Imagine, if you will, traveling over twenty-four hours on three different planes from the Eastern United States, observing one sunset through your jetlag while somehow landing nearly two days later. Your final destination is a small airport, barely four rooms large. Dazed and discombobulated, you haul your bags from the baggage bin to the airport’s driveway, where two men are waiting with a van to pick you up. In between brief exchanges, you hear them speaking a language wholly unfamiliar. You drive 30 minutes, barely cresting 18 miles per hour across a pimpled, jagged stretch of not-quite-road, shaking violently with each flooded pothole. You finally arrive, shaken, at a small resort, though not for long. You traverse the deserted hotel grounds, blindly following the van drivers with your suitcases under the black night sky.

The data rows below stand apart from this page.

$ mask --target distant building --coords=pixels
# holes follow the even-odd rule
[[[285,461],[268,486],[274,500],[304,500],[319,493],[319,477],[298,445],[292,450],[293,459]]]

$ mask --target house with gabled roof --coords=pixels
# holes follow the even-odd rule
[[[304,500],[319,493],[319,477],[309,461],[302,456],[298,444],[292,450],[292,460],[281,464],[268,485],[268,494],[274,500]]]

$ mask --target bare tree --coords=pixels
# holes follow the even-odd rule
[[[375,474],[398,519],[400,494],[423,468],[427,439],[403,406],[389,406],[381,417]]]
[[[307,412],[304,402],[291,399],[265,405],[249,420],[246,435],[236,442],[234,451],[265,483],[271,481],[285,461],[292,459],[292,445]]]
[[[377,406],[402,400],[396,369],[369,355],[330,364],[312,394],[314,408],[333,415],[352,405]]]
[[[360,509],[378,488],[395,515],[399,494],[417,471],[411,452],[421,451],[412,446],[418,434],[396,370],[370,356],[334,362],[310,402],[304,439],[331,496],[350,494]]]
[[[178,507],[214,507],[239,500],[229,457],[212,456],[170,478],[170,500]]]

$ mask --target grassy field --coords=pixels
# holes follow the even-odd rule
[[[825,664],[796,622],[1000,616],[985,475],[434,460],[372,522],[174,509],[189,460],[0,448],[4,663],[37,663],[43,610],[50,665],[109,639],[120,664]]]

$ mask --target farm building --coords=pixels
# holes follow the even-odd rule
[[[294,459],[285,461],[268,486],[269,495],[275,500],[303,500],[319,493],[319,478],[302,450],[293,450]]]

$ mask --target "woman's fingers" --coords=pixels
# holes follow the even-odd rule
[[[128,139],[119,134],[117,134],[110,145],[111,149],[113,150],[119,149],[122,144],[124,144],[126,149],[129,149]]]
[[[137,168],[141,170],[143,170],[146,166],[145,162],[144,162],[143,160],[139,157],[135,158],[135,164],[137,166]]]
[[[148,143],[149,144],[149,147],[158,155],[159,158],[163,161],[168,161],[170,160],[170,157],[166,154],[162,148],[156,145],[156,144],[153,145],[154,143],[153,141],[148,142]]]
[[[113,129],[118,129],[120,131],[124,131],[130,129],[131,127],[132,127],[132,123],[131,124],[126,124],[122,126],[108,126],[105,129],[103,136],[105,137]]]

When the clock strikes 10pm local time, well after sunset, you hop onto a small metal boat with two outboard motors and another crew of two men. As the boat inches slowly away from the dock, one of the crewmembers carefully illuminates the water out in front with a small handheld spotlight, panning back and forth to ensure safe passage. As you settle down and prepare yourself for another sluggish, dimly lit crawl, the spotlight is turned off, and the captain goes full-throttle into the black abyss, flying across the water towards a tiny gleam of white light far in the distance. The gleam, as it turns out, is a former whaling ship. And it will be your home for the next week.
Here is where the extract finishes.